Per la seconda notte consecutiva sono state introdotte limitazioni ai voli in arrivo e in partenza dagli aeroporti moscoviti di Vnukovo e Sheremetyevo, dopo l’allerta lanciata dall’Ucraina su una nuova campagna volta a «chiudere» lo spazio aereo russo. L’Agenzia federale russa per il trasporto aereo, Rosaviatsia, ha parlato di restrizioni temporanee alle operazioni aeroportuali. La maggior parte delle compagnie aeree occidentali aveva già sospeso i voli verso la Russia dopo l’inizio dell’invasione su larga scala dell’Ucraina.

Kiev colpisce nave russa nel porto di Sochi

La Marina ucraina ha reso noto che le sue forze hanno colpito una nave russa nel porto di Sochi, sul Mar Nero. La nave, indicata con il nome Nefrit, sarebbe stata impiegata nelle attività legate al settore petrolifero e del gas, fornendo supporto alle infrastrutture offshore, trasportando merci e personale e svolgendo lavori di ingegneria subacquea. Secondo Kiev tali operazioni costituirebbero un sostegno diretto all’economia di guerra della Russia.

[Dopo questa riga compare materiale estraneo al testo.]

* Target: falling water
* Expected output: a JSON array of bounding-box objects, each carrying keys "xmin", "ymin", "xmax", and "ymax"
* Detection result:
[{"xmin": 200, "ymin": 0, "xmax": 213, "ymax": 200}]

Zelensky: “Nemico non è andato in vacanza, in 24 ore 5 morti e 66 feriti”

Gli attacchi russi sono proseguiti nelle ultime 24 ore: i raid hanno provocato cinque vittime e almeno 66 feriti in diverse regioni dell’Ucraina. I droni russi hanno raggiunto anche aree dell’Ucraina occidentale, incluse le oblast di Khmelnytskyj e Vinnytsia. Zelensky ha riferito che durante la notte sono stati registrati danni in 13 oblast e che gli allarmi antiaerei sono rimasti attivi a lungo in molte città a causa della minaccia rappresentata dai droni a reazione. Il presidente ucraino ha sottolineato la necessità di risposte e contromisure più efficaci, oltre a una produzione europea più rapida di sistemi di difesa aerea, antimissile e anti‐drone.